I've just returned from a week away, and as there was nobody home the traffic on eth0 was almost none while eth1 remained quite busy. Over this period the interface did not lock up once. On further testing it appears eth1 only locks up in the event of heavier usage of eth0. eth0 is a GBit connection to my home network while eth1 is connected to my ADSL router directly. eth1 is rate limited to 256kbit out and 760kbit in so it's nowhere near fully loaded, but it does process a lot of packets per second and the traffic stream is pretty much constant at the limits. eth0 utilisation varies from 0 to about 20MB/s as it is the main file serving link for the network.

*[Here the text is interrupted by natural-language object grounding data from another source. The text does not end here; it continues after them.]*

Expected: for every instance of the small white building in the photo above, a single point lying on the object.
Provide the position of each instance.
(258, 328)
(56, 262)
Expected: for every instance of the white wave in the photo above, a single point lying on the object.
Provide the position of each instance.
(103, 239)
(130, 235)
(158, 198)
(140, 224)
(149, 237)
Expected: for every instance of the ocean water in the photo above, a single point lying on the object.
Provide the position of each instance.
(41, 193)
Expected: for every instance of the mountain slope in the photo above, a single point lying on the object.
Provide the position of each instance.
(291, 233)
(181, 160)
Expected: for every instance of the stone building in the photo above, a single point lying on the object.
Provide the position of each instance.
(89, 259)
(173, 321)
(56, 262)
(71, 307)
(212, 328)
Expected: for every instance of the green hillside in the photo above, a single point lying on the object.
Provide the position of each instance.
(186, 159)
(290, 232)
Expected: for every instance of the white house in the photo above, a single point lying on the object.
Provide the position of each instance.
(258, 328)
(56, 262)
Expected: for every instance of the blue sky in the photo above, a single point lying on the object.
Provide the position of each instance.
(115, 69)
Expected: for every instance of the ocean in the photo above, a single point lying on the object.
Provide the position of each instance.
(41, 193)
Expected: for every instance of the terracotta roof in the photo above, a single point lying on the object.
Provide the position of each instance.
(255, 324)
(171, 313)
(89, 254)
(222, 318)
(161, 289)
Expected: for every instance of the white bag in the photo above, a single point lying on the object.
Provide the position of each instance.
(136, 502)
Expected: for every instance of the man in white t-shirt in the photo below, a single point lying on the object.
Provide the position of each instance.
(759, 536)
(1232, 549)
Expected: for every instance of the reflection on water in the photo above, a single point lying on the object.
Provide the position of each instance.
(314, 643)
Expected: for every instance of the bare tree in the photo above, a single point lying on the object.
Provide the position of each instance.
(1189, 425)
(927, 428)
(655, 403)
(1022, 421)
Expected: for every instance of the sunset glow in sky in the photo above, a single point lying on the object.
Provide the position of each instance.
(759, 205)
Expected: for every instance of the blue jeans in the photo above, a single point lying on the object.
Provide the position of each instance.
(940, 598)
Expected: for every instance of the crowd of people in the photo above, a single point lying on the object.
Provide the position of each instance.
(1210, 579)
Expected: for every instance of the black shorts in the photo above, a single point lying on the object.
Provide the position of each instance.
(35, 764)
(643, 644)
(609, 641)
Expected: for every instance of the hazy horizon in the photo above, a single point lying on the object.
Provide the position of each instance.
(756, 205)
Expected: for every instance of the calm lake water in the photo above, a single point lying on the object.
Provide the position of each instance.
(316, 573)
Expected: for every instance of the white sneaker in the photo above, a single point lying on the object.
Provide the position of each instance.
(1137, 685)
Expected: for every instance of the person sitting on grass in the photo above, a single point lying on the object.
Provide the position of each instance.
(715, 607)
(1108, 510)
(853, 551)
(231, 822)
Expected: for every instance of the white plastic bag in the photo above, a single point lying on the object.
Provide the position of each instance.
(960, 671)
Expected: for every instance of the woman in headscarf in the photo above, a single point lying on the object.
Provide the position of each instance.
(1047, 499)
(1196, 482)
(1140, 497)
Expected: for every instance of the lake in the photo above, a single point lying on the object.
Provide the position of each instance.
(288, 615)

Hi Brad! I just stumbled upon this bugreport. I'm guessing this is fixed in the meantime? Or do you still suffer these lockups / changed hardware? Also there was a commit in 2009 to fix the tx-ring setup in case of tx_timeout which could maybe have fixed the reported warning... potentially... commit 8f955d7f042e4ac44891a400d5000928f8db9f58 Author: Ayaz Abdulla <aabdulla@nvidia.com> Date: Sat Apr 25 09:17:56 2009 +0000 forcedeth: tx timeout fix This patch fixes the tx_timeout() to properly handle the clean up of the tx ring. It also sets the tx put pointer back to the correct position to be in sync with HW. Signed-off-by: Ayaz Abdulla <aabdulla@nvidia.com> Signed-off-by: David S. Miller <davem@davemloft.net> (this would fit the reported stacktrace): [ 2936.865224] Call Trace: [ 2936.865224] <IRQ> [<ffffffff802338e4>] warn_on_slowpath+0x64/0xa0 [ 2936.865224] [<ffffffffa0046198>] :forcedeth:reg_delay+0x58/0xb0 [ 2936.865224] [<ffffffffa0046fb6>] :forcedeth:nv_drain_tx+0xb6/0x1a0 [ 2936.865224] [<ffffffffa004504a>] :forcedeth:setup_hw_rings+0x2a/0x100 [ 2936.865224] [<ffffffffa00492e7>] :forcedeth:nv_tx_timeout+0x287/0x2c0 [ 2936.865224] [<ffffffff80463ce5>] dev_watchdog+0xf5/0x110 [ 2936.865224] [<ffffffff8023d1b2>] run_timer_softirq+0x192/0x200 [ 2936.865224] [<ffffffff802391a9>] __do_softirq+0x69/0xe0 [ 2936.865224] [<ffffffff8020c61c>] call_softirq+0x1c/0x30 [ 2936.865224] [<ffffffff8020eb85>] do_softirq+0x35/0x70 [ 2936.865224] [<ffffffff80239137>] irq_exit+0x87/0x90 [ 2936.865224] [<ffffffff8021b5fc>] smp_apic_timer_interrupt+0x7c/0xc0 [ 2936.865224] [<ffffffff8020c0c6>] apic_timer_interrupt+0x66/0x70 [ 2936.865224] <EOI> [ 2936.865224] ---[ end trace 6e6bcab61ac567c9 ]---
Please reopen if this still happens.